Cada viagem ao Brasil movimenta muito mais do que malas e passageiros. Da hospedagem à gastronomia, dos passeios ao comércio, os desembolsos dos visitantes estrangeiros atravessam diversas áreas da economia nos destinos brasileiros. Entre janeiro e julho de 2026, os turistas internacionais deixaram US$ 6,543 bilhões no país, alta de 9,4% frente ao mesmo intervalo de 2025, quando o total alcançou US$ 5,977 bilhões.
As informações foram divulgadas nesta quinta-feira (27) pelo Banco Central. Apenas em julho, os gastos dos visitantes de outros países no Brasil atingiram US$ 899 milhões, montante que circula por diferentes setores ligados à atividade turística.
Na avaliação do presidente da Embratur, Bruno Reis, os números revelam a relevância econômica do fluxo turístico internacional. “Quando um turista internacional escolhe o Brasil, o impacto dessa viagem alcança diferentes pontos da economia. Os US$ 6,5 bilhões movimentados nos primeiros sete meses mostram a dimensão dessa cadeia e, com diversificação na promoção de destinos, o turismo internacional contribui para a circulação de recursos em distintas atividades em várias regiões do país”, destaca.
Chegadas internacionais
O movimento econômico acompanha o fluxo de viajantes que cruzam as fronteiras para conhecer os destinos brasileiros. Entre janeiro e julho de 2026, o país recebeu cerca de 6 milhões de turistas internacionais. Nesse período, as chegadas por via aérea cresceram 12% na comparação com os primeiros sete meses de 2025.

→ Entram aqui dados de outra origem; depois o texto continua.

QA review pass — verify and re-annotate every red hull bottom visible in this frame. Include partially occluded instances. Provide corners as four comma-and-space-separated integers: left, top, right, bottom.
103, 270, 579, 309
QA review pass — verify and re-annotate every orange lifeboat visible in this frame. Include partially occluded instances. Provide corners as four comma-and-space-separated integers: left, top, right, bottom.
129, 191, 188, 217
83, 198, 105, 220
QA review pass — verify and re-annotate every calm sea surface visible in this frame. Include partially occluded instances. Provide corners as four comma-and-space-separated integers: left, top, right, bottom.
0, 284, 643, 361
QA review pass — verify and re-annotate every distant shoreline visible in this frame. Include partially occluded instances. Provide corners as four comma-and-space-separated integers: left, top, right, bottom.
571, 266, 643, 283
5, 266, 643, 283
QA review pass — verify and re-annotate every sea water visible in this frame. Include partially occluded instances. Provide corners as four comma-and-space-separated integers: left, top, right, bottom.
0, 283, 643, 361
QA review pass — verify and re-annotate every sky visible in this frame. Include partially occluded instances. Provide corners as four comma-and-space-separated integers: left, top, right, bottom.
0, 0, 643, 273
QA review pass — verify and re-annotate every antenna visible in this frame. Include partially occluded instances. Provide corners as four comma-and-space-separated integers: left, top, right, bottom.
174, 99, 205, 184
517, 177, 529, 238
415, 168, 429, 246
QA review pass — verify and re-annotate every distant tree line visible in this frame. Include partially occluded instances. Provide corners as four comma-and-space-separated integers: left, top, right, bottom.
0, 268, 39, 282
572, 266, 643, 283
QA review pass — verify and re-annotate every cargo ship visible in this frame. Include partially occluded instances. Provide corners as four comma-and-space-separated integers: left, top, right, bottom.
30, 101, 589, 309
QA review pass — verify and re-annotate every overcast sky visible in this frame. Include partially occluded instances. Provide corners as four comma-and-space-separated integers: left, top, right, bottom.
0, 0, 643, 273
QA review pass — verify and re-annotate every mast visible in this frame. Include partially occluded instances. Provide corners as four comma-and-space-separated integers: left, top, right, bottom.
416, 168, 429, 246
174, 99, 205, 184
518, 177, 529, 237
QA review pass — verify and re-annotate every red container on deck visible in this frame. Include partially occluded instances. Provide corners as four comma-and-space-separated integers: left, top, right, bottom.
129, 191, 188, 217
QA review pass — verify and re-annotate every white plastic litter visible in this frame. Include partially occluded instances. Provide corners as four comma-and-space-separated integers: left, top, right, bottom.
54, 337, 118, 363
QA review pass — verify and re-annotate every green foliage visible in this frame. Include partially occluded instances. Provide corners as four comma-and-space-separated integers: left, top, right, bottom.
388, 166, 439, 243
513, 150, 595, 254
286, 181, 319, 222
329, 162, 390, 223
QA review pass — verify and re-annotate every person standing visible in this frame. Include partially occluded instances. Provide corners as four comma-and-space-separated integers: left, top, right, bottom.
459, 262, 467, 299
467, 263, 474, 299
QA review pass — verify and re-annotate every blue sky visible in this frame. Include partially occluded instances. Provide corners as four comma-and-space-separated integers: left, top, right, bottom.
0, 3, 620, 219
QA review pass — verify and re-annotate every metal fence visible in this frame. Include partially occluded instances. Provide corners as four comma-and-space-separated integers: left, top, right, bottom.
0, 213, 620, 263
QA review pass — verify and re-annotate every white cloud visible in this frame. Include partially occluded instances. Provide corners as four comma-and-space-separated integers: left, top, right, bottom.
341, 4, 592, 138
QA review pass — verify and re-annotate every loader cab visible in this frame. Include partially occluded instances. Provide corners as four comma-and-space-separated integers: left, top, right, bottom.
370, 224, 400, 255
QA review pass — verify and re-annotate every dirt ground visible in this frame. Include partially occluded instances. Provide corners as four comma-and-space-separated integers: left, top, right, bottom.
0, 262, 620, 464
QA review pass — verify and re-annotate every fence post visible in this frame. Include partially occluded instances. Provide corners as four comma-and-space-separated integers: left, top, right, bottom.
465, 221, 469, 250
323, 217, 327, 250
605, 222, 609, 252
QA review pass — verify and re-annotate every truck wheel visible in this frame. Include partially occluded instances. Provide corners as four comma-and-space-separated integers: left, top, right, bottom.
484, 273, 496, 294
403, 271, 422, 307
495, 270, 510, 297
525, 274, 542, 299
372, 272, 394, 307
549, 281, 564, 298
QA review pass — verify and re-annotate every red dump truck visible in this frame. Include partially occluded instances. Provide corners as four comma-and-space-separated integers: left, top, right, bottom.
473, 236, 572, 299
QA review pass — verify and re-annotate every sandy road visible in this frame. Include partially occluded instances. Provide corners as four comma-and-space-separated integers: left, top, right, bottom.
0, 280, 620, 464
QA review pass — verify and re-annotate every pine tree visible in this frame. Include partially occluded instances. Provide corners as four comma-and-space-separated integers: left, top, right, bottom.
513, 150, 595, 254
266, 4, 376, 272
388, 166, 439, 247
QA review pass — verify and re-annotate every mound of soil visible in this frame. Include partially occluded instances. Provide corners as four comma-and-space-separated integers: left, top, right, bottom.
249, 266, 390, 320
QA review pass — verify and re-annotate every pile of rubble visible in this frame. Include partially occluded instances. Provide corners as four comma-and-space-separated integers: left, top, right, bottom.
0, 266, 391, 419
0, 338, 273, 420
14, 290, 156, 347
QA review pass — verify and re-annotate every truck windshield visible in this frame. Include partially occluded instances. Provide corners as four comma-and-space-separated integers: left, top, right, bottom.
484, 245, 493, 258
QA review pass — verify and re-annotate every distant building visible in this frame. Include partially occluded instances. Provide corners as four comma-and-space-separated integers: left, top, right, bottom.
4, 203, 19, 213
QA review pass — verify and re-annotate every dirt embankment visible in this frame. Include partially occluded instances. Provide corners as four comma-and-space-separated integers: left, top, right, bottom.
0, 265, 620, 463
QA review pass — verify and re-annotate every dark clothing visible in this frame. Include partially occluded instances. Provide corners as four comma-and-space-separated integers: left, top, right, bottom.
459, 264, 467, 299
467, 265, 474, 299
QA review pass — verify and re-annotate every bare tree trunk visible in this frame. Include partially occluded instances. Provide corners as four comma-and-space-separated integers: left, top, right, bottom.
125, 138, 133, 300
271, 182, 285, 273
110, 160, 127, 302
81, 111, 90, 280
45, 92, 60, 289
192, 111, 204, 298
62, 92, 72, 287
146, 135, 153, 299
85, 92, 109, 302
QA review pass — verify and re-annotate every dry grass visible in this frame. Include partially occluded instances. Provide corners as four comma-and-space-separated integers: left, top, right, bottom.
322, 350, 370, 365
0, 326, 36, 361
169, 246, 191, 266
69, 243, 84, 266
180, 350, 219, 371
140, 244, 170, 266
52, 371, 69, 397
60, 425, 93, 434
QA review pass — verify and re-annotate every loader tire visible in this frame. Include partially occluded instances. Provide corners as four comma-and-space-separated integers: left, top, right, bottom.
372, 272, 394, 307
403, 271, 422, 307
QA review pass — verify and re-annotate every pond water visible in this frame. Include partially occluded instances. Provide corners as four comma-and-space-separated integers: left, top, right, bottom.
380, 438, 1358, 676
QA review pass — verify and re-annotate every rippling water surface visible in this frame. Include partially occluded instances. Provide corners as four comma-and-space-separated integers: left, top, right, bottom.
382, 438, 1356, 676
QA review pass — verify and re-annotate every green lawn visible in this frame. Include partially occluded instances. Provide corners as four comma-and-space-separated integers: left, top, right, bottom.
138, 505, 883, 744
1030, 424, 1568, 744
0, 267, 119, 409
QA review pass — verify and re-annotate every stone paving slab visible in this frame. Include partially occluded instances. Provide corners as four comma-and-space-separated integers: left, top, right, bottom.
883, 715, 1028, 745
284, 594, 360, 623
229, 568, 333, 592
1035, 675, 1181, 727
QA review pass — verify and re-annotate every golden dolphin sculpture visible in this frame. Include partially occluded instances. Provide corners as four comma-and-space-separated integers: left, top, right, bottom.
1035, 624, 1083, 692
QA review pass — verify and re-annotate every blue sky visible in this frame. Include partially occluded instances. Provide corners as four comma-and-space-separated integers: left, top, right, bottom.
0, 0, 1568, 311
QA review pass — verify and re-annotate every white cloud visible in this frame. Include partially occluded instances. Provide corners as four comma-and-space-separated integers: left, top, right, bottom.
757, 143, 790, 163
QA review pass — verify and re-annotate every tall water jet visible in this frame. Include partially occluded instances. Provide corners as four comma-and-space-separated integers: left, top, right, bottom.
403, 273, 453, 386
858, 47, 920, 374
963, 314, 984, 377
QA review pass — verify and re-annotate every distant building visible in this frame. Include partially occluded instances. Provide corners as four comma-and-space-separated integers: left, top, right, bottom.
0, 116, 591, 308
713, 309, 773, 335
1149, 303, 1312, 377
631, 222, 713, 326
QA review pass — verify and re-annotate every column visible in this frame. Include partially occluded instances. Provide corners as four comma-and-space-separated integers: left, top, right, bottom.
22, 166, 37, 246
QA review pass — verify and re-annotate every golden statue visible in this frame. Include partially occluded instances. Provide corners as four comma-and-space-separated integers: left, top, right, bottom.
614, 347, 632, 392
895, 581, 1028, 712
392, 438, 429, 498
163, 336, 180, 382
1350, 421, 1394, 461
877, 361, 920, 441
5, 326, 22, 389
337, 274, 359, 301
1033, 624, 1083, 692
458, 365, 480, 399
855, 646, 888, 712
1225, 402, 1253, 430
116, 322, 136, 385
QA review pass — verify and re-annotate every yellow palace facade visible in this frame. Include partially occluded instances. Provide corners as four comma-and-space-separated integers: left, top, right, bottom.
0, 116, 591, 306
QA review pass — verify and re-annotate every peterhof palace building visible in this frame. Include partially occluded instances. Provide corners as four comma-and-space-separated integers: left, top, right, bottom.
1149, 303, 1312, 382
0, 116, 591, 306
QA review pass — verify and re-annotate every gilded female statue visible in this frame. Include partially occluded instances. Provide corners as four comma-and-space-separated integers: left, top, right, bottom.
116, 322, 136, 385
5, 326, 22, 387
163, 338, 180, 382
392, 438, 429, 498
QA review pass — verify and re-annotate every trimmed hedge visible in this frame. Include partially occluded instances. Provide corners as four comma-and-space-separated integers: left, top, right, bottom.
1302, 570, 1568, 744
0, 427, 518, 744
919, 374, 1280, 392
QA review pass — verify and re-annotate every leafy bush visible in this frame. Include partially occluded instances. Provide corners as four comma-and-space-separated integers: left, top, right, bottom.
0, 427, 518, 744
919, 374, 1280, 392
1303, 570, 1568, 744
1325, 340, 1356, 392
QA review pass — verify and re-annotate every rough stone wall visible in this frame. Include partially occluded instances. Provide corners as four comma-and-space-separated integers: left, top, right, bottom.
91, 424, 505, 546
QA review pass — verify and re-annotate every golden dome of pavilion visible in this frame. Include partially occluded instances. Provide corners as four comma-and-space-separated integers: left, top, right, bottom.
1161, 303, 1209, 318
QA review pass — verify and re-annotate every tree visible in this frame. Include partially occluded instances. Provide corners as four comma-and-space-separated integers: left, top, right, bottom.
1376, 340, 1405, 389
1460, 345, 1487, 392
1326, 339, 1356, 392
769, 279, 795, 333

Os aeroportos foram a principal porta de entrada desses visitantes. O modal aéreo respondeu por mais de 68% das chegadas internacionais registradas entre janeiro e julho. No recorte somente de julho, essa participação superou 77% do fluxo de estrangeiros que ingressaram no território nacional.
A relevância do transporte aéreo também reforça o papel da conectividade internacional no deslocamento desses viajantes, aproximando os destinos brasileiros de diferentes mercados emissores.